In this study, the utilization of hyperspectral data for studying the LAI model of winter rapeseed has yielded promising results. However, it is important to note that there are certain limitations to the applicability of the model because only LAI hyperspectral data from a single growth stage, specifically the flowering stage, were used as the input variables for model construction. To address this limitation, it is necessary to incorporate hyperspectral data from different growth stages as input variables in future research. Additionally, exploring alternative machine learning methods could be beneficial in testing and improving the model, aiming to achieve a balance between estimation accuracy and universality. Such exploration can provide valuable insights into predicting the growth status of winter rapeseed across multiple growth stages, further contributing to effective solutions for promoting sustainable energy development.

5. Conclusions

In this experiment, the research focused on the LAI of winter rapeseed specifically at the flowering stage. The LAI values and canopy hyperspectral reflectance data were measured for winter rapeseed during this growth phase. The hyperspectral reflectance data were processed through 0-order and 1-order differential transformations, and band-by-band spectral indices were calculated accordingly. The correlation matrix method was utilized to determine the optimal wavelengths for constructing spectral indices of different orders. Finally, based on these optimal spectral indices and three machine learning models, namely RF, SVM, and BPNN, LAI prediction models for winter rapeseed at the flowering stage were constructed. The following conclusions were drawn from the study:

(1) Compared with the original hyperspectral reflectance data, the correlation between the optimal spectral index extracted after the first-order differential transformation and winter rapeseed was significantly improved. The average correlation coefficient between each spectral index and winter rapeseed LAI under the first-order treatment was 1.5% higher than that of the original spectral index. Among which, NDVI (716&724) showed the highest correlation, with a correlation coefficient of 0.734.
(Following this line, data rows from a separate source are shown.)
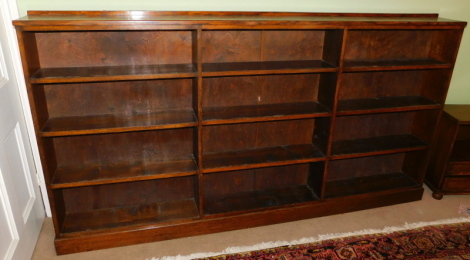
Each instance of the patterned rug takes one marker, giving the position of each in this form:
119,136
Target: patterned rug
446,242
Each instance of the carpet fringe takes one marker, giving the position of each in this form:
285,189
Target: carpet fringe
265,245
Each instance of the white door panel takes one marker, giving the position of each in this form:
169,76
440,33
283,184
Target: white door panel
9,238
21,208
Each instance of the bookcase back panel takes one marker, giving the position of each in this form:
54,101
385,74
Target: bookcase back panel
109,149
125,194
381,84
225,183
255,90
463,133
113,48
142,97
365,166
262,45
254,135
374,125
382,44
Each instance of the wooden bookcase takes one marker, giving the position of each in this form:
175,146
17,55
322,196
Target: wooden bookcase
158,125
449,167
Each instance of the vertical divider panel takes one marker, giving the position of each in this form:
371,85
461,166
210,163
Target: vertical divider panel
340,37
28,48
197,96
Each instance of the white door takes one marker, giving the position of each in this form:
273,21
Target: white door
21,208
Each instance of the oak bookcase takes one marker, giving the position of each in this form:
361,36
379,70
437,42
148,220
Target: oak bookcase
449,166
158,125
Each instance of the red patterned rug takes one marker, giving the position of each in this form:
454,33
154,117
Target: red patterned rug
440,242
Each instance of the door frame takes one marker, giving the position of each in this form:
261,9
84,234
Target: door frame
12,14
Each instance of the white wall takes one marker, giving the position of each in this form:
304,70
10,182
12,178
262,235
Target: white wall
459,92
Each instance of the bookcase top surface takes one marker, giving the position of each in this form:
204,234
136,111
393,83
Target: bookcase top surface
61,18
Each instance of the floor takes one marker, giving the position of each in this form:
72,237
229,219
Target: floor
427,209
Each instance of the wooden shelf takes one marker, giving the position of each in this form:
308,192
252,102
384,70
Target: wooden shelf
109,218
67,177
69,126
268,112
376,146
266,67
394,64
384,104
113,73
368,184
256,200
460,151
261,157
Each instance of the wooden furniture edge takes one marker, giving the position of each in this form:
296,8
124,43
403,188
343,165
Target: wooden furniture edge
223,13
212,225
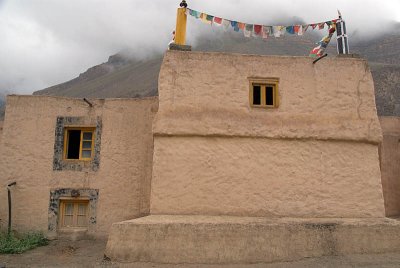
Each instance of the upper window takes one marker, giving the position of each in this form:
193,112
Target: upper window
78,143
264,93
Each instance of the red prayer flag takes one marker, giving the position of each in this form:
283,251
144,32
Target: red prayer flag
257,29
217,20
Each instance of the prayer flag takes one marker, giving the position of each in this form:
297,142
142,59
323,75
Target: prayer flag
266,31
235,26
217,20
290,29
209,19
226,24
257,29
276,30
248,30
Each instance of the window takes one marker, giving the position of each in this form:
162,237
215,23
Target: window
264,92
74,213
78,143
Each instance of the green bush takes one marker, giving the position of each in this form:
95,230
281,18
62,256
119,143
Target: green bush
15,244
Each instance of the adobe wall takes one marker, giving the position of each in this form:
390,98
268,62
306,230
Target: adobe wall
119,183
390,163
314,156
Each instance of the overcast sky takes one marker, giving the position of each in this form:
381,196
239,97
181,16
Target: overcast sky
46,42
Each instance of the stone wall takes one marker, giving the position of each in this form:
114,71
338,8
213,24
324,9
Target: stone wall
390,163
316,155
118,186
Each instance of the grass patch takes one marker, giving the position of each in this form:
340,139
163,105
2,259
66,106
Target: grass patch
16,244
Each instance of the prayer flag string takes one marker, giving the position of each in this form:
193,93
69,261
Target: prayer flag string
266,31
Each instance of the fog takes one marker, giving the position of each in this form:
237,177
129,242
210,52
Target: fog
46,42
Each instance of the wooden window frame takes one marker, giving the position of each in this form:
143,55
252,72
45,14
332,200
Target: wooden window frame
76,202
83,130
263,83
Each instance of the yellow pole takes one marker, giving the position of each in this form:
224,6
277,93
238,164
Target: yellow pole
180,31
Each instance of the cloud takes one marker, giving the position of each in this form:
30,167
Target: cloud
48,42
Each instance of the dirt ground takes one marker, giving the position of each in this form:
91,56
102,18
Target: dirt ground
89,253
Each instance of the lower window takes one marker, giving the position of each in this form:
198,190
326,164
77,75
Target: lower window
74,213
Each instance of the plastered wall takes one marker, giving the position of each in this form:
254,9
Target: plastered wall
122,179
316,155
390,163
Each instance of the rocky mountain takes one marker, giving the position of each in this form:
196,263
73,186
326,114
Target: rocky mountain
121,76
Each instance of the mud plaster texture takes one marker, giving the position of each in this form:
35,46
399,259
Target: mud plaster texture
27,154
230,240
390,164
316,155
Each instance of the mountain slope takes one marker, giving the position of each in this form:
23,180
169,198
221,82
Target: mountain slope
124,77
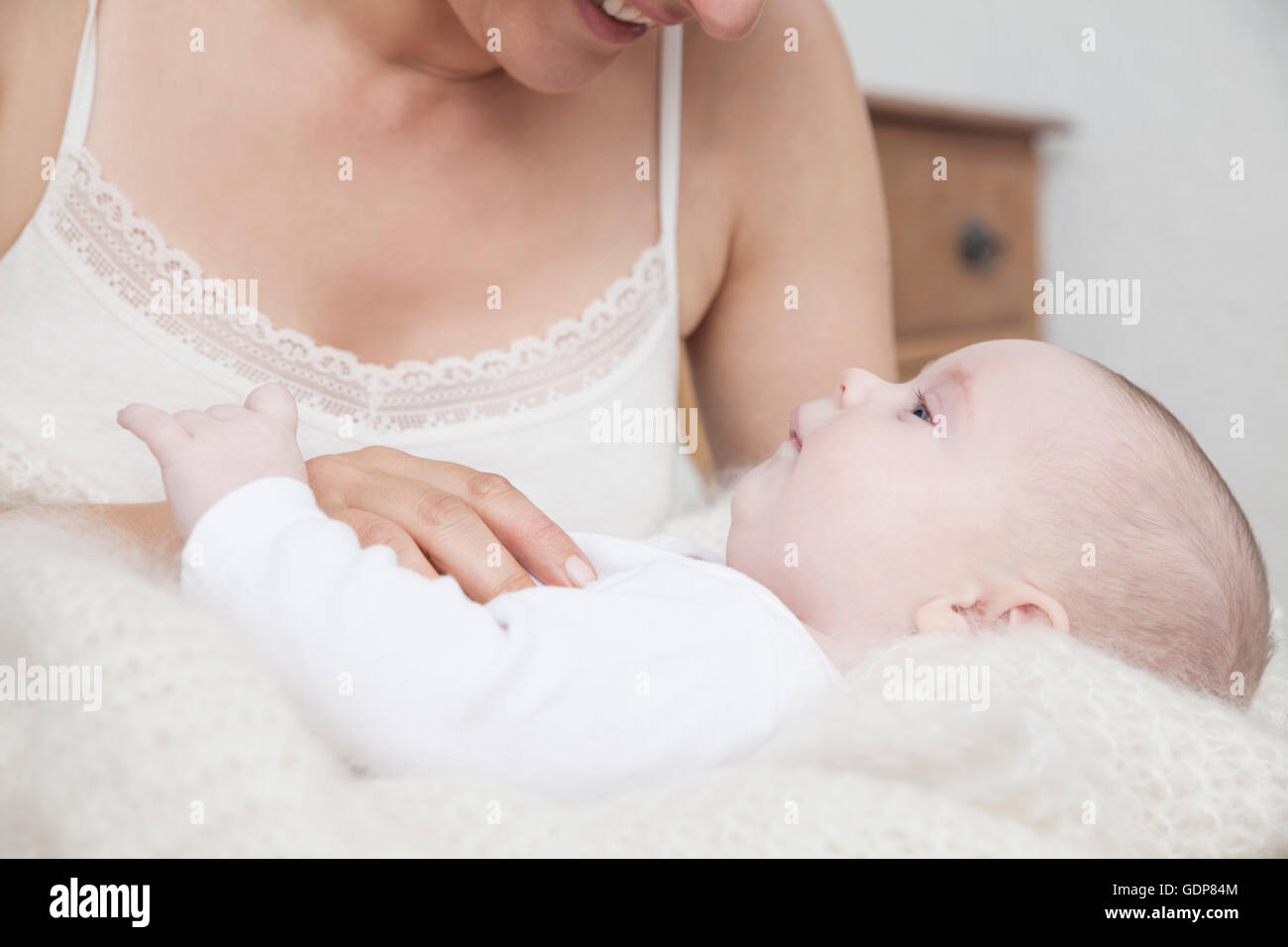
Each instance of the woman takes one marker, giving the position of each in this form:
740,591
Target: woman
428,200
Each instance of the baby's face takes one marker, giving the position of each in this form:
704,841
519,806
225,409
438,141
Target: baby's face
885,496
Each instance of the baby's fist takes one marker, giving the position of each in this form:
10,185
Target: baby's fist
205,455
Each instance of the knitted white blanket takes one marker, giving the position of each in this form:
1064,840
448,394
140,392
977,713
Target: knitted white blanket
196,753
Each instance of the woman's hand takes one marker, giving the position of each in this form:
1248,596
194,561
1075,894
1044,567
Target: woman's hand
446,518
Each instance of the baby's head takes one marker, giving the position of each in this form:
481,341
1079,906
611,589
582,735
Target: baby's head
1010,480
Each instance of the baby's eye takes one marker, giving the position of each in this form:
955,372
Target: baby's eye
919,408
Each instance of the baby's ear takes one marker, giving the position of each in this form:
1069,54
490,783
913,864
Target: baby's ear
275,402
1004,603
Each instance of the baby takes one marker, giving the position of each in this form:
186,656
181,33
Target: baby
1010,482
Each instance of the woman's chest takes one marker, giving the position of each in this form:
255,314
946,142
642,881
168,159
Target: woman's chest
398,236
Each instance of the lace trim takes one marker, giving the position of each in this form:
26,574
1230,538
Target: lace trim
125,253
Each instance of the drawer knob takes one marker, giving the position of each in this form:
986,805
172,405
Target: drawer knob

(2) When comparing the same modeling method with different input variables, the accuracy of the winter rapeseed LAI prediction model is higher for the first-order differential treatment compared to the original order. On the other hand, when keeping the input variables the same and changing the modeling method, the accuracy of the winter rapeseed LAI prediction model follows the order of RF > BPNN > SVM. By conducting a comprehensive comparison and evaluation of the differential transformation results and model evaluation indicators, it can be concluded that the first-order differential treatment and RF method are the optimal differential treatment and optimal model construction methods in this study, respectively. The R² of the optimal winter rapeseed LAI estimation model was 0.595 and 0.810, the RMSE was 0.725 cm²/cm² and 0.455 cm²/cm², and the MRE was 14.562% and 10.465%, respectively.